Pumps on.  Pasteuriser up to temperature.  Wirr and rush of machinery.  Cooling tanks cooling. Bail radio hitched to K.T.Tunstall new discovery totally devoted, wonderful, white coats on, hair nets. We’re off.

Three hours later all that milk is pasteurised, bottled and ready for market, lying safely in the cool room at a steady 3 degrees.

Just before 7 am this morning that milk was still in the cow.  3 hours before that it was in the standing grass waiting for the dreadful rasp of Hannah’s cows reaching for their breakfast. That’s how fresh all this is.  Does it matter?  I certainly think so.

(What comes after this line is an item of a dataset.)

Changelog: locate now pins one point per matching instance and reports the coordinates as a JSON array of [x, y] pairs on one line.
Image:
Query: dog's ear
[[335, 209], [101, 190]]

Many nutritionists world wide think so. (K.T.Tunstall – ‘Invisible Empire’ –just listen it’s on Bail FM now)

Now the product is in the chill room and we can eat cheese and freshly made chiabata with nearby cheese and horseradish sauce. Chutney is providing the background fragrance in the cabin. Ribston Pippins and onions and green tomatoes swim about in a bath of righteous vinegar and brown sugar. Pete arrives with the ash logs, long promised and summer seasoned; their cut ends glowing pink with resin, with the chatter of the violent chain saw riven across their palms.  Autumn has arrived in a rush and a wheeze and a downpour.